While flipping through daytime television channels recently, I caught the last words of Ellen DeGeneres swearing to give up fish. She had just interviewed Captain Dave Anderson, who recently untangled a gray whale, a sea lion and other bycatch from a fishing net. In addition to the issue of bycatch, unsustainable fishing methods have resulted in 85% of the world’s fisheries being at-capacity or overfished. With an increasing focus on health these days, many of us have sworn to eat more fish, and have started taking fish oil as a daily supplement. While both may be beneficial to our health, I wonder what the impact of increased seafood consumption is on the health of the oceans?
First, how does the seafood get to our plate? The two most common methods of commercial fishing are purse seine nets (25%) and trawling (54%). Purse seines are used to catch skipjack tuna (the kind you usually see in the grocery store in cans). They use a large net that surrounds schools of fish, then pulls together at the bottom like a string bag. Some commercial fisheries also use fish aggregating devices (FADS) with these nets as a way to lure a large number of fish, but which also attracts other ocean dwellers and results in a high percentage of bycatch as well. Trawling, which uses nets that are sometimes as large as a football field, similarly has problems with a large amount of bycatch due to its indiscriminate nature. Imagine the loss to the diversity of species with 100 million sharks and rays and 300,000 whales, porpoises and dolphins trapped in nets each year. Also imagine a huge trawling net dragging the sea floor, scraping up everything in its path – sponges, starfish, coral, anemones, turtles, and other sea life. Many are dumped back in the sea, but often do not survive their injuries. Although still a huge problem, some technological fixes have emerged to aid in reducing bycatch, like turtle exclusion devices, and devices that emit a sound to warn of impending nets. Also, some nets have “escape hatches” where some animals can break through to be released. Nevertheless, we need a full commitment to solving bycatch problems if we are going to save the diverse species that we enjoy in our oceans today.
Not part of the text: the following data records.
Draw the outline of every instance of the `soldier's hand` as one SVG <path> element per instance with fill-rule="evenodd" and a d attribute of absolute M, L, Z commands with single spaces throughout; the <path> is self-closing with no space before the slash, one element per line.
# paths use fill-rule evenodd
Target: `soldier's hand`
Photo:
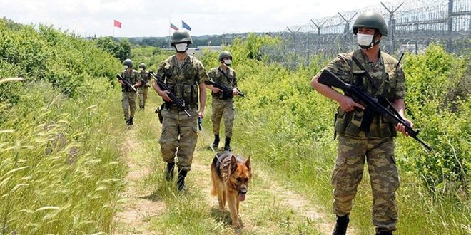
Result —
<path fill-rule="evenodd" d="M 219 93 L 219 92 L 221 92 L 221 91 L 223 91 L 223 90 L 221 90 L 221 89 L 219 89 L 219 88 L 216 88 L 216 87 L 214 87 L 214 86 L 212 86 L 212 85 L 211 85 L 211 91 L 212 91 L 213 93 Z"/>
<path fill-rule="evenodd" d="M 346 95 L 343 95 L 338 104 L 340 105 L 340 108 L 347 113 L 353 111 L 355 108 L 359 108 L 362 110 L 365 109 L 363 105 L 353 101 L 351 97 Z"/>
<path fill-rule="evenodd" d="M 158 93 L 158 95 L 161 96 L 163 98 L 163 100 L 167 101 L 167 102 L 171 102 L 172 100 L 168 97 L 168 90 L 163 90 L 161 91 Z"/>
<path fill-rule="evenodd" d="M 410 127 L 414 127 L 414 125 L 412 124 L 412 122 L 411 121 L 410 121 L 409 120 L 407 120 L 405 118 L 404 118 L 404 120 L 405 121 L 405 123 L 407 123 Z M 400 123 L 397 123 L 397 125 L 396 125 L 396 130 L 398 132 L 402 132 L 402 134 L 405 135 L 405 136 L 409 136 L 409 133 L 407 133 L 407 132 L 405 129 L 405 127 L 402 123 L 400 122 Z"/>
<path fill-rule="evenodd" d="M 234 88 L 234 90 L 232 90 L 232 95 L 234 96 L 239 95 L 239 93 L 238 93 L 238 90 L 237 90 L 236 88 Z"/>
Some people think that aquaculture, or aquatic farming, is the answer. Right now over 100 species are currently being farmed, providing 50% of seafood to U.S. consumers alone. Farming methods vary by country, but often include open net pens for salmon, ponds for shrimp, catfish and tilapia, and raceways for fish like rainbow trout in the U.S. While aquaculture can take the pressure off the oceans, it has its own set of problems. Two of the main issues are that often the fish being raised are fish-eaters themselves, and are being fed wild fish – putting even more pressure on the oceans. For example, it takes 3 pounds of wild fish to feed 1 pound of farmed salmon! Additionally, there is a great deal of water pollution that affects the rest of the nearby ecosystem and also the problem of competition for habitat, as mangrove forests are cut down to make way for shrimp farms, or farms are placed in natural pathways for other fish migrations.
What to do? First, let’s give kudos to those who are committed to sustainable fishing:
- One of the most unique U.S. seafood markets, known for literally chucking fish to customers, Pike Place Seafood Market in Seattle, sells only 100% sustainable seafood! They are now partners with the Monterey Bay Aquarium Seafood Watch program, and are committed to ensuring the health of the oceans for the future.
- Greenpeace ranks supermarkets on their sustainable seafood practices and tracks their efforts to continuously improve the sustainability of their offerings. Hats off to Whole Foods and Safeway for their high rankings! Half of seafood purchases are made at supermarkets, so there is a huge opportunity for purchaser power to be utilized to encourage sustainable brands. One of the biggest sellers in the world, canned tuna, also has one of the biggest sustainability problems. Whole Foods sells its own sustainable tuna brand, and does not sell any seafood that is on the Red List – including orange roughy, bluefin tuna, Chilean sea bass, grouper and shark. We also applaud Costco, A&P and Trader Joe's who are working hard to improve their sustainability each year, but hope others like Kroger will follow their lead. We can show our support by redirecting our dollars to companies doing good things to push for others to follow their lead.
To find out how sustainable seafood is defined and to make good decisions on which seafood to purchase, check out these great resources:
- Avoid Red List species to steer clear of endangered and overfished species.
- Find out where to buy certified sustainable fish or seafood in your area by using the Marine Stewardship Council’s product finder for your area or get a pocket guide.
- Check out the SuperGreen List that points you to seafood that is healthy for both you and the ocean.
- Look for the Sustainable Seafood certification label when you purchase seafood.
The ultimate solution will be a combination of government regulations, industry standards, and suppliers’ and retailers’ commitments to supporting sustainable fishing and the health of our oceans. Most importantly, each of us has an opportunity to influence consumer trends by showing our support for restaurants and markets committed to sustainable seafood.